I leaned over and whispered in his ear. “Ye do that again, Da’, and you’ll be eating and wiping yerself left handed the rest o’ yer days.”

He tensed and his eyes flared open slightly.

I smiled sweetly.

Lucky old duffer. If I hadn’t been lying low, he’d have been nursing a broken finger instead of a bruised ego.

The hairiest part of the trip was changing planes in Montreal. If there’d been more time, I would have booked a flight into any other province but Quebec. All the French, I stood out like an empty pint. Time wasn’t always a luxury, though. Sometimes you have to make do. Go with the flow.

I handed my Irish passport to the customs official at the airport and flashed him my best Emerald Isle smile. I’d already taken the time to undo an extra button on my blouse.

S'il vous plait,” I said, letting my brogue butcher the French language. I never had much use for the French. Too much wine. Not enough fight. It’s no wonder they got their arses kicked twice last century.

He smiled at me, shot a predictable but appreciative glance down at my cleavage, then gave my passport the once over. “An-jay-lah Queen?”

I squinted. After a moment, I realized he was reading the name on the passport. Not my name, to be sure, but as good a name as any. “Aye, that’s me. Angela Quinn.”

He said something in French. I didn’t understand the words, but the tone was easy to decipher. He’d slipped into pick-up mode.

“Sorry, lad,” I told him. “The only French word left in my arsenal is merci. And I don’t have anything to thank you for yet.”

He smiled, baring his cigarette-stained teeth at me. “I say, what brings you to our fair country?”

“Visiting family.”

“Ah,” he replied, his smile growing. “Here in Montreal?”

I shook my head. “Vancouver.”

His smile faded. “That is too bad. Perhaps you have a layover, no?”

“No. I have a connecting flight.”

He pressed his lips together in disappointment. “What a pity.”

I smiled. “’Tis. I could have used a good knee trembler after such a long flight.”

He scrunched his eyebrows. “Pardon?”

“A knee trembler,” I repeated. I motioned toward the wall. “You know, there up against the wall. Up on your tip toes so hard, it makes your knees tremble?”

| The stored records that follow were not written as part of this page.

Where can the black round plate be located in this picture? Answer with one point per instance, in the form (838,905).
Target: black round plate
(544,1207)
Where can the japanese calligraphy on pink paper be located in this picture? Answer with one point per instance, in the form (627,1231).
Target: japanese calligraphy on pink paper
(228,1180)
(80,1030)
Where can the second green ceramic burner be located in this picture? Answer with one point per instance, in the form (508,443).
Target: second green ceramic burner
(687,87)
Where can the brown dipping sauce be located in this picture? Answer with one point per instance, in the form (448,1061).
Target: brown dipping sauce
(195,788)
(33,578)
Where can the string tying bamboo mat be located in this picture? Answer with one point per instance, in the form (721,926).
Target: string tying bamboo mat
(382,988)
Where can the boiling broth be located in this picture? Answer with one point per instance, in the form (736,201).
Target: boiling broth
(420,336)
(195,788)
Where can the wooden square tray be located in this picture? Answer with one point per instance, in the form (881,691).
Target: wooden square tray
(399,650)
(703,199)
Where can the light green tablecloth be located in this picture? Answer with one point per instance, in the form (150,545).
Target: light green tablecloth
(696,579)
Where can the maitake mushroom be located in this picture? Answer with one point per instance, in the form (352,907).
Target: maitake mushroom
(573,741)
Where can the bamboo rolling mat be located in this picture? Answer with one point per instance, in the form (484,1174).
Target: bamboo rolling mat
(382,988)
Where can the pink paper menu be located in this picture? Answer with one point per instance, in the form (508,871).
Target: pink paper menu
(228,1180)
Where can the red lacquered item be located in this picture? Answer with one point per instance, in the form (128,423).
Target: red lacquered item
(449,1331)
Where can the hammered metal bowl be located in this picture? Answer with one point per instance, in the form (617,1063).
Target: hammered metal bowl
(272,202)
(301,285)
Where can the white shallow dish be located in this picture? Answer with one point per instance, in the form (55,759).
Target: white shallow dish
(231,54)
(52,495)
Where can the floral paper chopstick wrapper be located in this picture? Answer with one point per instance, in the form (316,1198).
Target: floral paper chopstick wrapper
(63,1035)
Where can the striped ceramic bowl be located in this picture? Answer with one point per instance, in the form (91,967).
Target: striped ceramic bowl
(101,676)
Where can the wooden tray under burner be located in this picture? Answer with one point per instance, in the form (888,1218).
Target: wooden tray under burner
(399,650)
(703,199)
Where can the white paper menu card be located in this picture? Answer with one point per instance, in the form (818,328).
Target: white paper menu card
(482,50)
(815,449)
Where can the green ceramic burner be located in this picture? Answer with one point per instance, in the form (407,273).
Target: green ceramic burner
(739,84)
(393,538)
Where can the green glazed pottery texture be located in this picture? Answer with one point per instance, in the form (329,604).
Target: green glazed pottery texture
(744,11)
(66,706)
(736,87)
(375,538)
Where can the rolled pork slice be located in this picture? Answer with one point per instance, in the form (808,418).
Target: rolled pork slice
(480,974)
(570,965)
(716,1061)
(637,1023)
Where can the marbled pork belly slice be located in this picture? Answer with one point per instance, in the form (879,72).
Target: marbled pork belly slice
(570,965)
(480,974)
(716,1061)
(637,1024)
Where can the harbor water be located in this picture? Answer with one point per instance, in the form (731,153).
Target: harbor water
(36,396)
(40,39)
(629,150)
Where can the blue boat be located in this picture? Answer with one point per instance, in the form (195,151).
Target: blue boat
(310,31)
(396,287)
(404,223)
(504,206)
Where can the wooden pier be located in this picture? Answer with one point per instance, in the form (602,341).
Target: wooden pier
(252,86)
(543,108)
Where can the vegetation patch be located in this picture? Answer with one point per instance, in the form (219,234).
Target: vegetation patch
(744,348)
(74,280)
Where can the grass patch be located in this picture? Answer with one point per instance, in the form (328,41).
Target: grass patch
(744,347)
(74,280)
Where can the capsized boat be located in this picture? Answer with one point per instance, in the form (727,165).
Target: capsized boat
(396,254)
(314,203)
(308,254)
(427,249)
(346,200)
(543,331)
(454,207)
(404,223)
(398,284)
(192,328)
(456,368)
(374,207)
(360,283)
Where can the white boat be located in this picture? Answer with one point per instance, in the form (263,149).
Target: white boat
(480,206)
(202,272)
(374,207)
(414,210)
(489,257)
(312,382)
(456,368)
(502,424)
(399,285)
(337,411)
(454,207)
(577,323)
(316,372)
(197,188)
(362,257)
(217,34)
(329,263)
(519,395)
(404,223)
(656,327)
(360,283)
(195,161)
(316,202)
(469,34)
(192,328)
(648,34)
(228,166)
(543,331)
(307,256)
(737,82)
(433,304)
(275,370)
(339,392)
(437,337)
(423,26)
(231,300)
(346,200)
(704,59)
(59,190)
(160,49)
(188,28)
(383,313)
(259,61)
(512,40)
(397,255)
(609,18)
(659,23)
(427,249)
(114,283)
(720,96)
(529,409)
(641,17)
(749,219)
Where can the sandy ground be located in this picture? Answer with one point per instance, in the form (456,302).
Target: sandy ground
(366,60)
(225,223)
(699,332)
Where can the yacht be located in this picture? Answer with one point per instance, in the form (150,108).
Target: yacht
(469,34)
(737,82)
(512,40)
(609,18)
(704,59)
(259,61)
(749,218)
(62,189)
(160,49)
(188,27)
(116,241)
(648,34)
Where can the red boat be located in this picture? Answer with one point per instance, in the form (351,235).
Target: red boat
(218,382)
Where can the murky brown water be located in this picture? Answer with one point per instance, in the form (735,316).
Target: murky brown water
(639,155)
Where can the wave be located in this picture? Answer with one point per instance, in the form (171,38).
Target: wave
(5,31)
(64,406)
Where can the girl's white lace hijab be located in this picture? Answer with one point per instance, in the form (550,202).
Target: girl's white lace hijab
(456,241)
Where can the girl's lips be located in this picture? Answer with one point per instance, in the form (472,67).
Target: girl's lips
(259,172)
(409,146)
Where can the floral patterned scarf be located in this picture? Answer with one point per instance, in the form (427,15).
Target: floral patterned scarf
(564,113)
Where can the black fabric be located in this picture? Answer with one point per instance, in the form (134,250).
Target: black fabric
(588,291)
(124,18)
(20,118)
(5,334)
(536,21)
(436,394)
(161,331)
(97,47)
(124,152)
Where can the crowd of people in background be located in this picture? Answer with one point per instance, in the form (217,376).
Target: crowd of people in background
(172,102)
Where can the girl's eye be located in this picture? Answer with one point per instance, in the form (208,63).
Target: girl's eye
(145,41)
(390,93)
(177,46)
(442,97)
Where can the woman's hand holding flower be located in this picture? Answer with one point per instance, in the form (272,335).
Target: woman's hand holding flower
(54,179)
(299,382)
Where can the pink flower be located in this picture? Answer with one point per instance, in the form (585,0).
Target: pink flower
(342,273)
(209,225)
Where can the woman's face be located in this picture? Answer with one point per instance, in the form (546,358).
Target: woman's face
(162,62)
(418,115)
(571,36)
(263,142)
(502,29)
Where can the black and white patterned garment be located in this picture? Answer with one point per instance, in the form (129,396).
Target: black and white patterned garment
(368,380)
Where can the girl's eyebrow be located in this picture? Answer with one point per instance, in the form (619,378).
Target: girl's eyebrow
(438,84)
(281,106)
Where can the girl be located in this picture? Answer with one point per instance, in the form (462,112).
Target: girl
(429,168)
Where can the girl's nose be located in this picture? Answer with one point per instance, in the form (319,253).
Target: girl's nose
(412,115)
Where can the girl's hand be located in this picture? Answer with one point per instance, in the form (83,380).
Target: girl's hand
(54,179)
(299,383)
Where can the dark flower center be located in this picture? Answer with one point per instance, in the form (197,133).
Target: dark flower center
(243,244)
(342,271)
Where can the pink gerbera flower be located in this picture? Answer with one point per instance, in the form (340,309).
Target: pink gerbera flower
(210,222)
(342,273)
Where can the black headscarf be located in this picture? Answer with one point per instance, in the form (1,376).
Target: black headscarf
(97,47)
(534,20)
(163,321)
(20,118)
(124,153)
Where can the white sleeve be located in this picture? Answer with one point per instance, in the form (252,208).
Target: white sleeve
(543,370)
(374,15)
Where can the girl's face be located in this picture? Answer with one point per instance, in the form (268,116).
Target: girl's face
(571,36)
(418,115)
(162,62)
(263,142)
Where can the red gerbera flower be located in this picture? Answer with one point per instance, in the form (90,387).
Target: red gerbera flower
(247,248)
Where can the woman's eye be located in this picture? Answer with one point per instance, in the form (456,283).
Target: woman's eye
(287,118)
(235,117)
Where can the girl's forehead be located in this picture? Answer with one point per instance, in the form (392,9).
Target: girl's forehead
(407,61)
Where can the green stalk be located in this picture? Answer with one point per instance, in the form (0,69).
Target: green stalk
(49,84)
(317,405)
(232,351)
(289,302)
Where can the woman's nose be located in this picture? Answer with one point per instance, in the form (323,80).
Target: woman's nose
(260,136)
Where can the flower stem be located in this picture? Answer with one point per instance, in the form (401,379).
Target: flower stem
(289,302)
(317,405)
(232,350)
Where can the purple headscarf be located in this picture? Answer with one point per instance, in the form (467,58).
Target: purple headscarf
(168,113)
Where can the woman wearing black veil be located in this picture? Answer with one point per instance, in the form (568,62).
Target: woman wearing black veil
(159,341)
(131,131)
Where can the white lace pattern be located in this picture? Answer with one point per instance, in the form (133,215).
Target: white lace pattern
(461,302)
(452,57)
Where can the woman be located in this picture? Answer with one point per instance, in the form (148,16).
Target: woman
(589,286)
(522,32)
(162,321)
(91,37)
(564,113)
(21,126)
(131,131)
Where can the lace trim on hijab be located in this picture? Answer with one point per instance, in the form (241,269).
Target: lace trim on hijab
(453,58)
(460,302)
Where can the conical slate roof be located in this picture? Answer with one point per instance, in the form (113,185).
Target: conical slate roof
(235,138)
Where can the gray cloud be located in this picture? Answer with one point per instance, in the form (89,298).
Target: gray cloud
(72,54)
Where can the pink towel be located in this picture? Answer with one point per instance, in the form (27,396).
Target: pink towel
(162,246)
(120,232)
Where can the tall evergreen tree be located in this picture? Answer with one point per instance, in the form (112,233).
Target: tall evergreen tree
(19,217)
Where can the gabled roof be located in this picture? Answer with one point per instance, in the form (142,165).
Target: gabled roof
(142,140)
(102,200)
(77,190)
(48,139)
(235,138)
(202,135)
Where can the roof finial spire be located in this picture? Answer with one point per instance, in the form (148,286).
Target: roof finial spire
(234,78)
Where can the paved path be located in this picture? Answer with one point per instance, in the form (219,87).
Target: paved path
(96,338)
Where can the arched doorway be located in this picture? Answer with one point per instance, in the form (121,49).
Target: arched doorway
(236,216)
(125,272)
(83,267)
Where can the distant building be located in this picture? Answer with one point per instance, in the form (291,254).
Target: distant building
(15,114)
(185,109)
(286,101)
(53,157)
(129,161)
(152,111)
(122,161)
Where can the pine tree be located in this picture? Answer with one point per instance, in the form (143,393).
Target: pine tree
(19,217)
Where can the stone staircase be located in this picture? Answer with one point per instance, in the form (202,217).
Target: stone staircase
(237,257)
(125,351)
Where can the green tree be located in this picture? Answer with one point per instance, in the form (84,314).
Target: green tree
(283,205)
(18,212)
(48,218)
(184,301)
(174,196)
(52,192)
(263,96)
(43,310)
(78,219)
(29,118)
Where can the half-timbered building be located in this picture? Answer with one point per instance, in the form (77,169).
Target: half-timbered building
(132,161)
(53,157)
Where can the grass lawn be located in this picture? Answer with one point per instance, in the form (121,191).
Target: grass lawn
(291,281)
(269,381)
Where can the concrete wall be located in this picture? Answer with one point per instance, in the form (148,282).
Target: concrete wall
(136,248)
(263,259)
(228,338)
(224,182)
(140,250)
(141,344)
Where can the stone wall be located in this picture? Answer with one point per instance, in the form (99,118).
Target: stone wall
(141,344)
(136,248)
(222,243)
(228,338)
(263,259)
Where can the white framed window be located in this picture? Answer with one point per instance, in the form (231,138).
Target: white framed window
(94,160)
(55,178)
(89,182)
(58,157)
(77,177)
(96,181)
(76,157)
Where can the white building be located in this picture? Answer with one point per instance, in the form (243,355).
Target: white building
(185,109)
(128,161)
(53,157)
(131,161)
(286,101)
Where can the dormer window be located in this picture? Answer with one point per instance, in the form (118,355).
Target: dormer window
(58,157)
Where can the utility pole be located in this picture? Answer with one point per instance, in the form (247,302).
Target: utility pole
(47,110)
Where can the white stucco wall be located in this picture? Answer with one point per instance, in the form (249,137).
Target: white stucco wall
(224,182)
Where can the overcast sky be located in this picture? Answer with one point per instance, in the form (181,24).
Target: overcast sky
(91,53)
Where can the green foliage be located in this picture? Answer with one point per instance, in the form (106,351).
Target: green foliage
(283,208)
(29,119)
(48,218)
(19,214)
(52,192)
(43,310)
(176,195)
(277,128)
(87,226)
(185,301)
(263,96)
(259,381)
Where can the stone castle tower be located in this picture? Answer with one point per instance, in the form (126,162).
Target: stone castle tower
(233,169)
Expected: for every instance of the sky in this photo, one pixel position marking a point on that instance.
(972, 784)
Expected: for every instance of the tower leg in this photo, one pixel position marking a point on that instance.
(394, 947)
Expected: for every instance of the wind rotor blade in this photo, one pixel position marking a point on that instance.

He flushed red with understanding. He hurriedly stamped my passport and handed it to me.

Merci,” I said sweetly.

“Next!” he barked.

Serves him right. Goddamn French, anyway.

The walk through the Montreal-Pierre Elliott Trudeau International Airport kept me on my toes, though not in the way I’d teased the gaping customs agent with. Every time I saw a uniform moving toward me, my knees trembled. I kept expecting a grab at my elbow and a French accent asking me to “come this way, madam.”

What would I do? Fight here? Run? Bluff?

I was tired of all three. The Troubles just beats it out of you.

I arrived at my gate without a problem. I sat and pretended to read a paperback romance while I watched people traffic.

No law was interested in me.

At least I would see the uniforms coming. If one of Sinn Fein came at me, I might not know until the last moment. Still, much of the foot traffic consisted of very French-looking people. I didn’t see many faces that could have been Irish. And none of them seemed to pay me any mind.

Maybe I’d gotten away clean.

I forced that thought down. When I made it to Uncle Terry’s, that’s when I could afford to think about being safe. Until then, thoughts of safety only clouded my thinking, made me less sharp. And until I was clear, I needed to stay alert.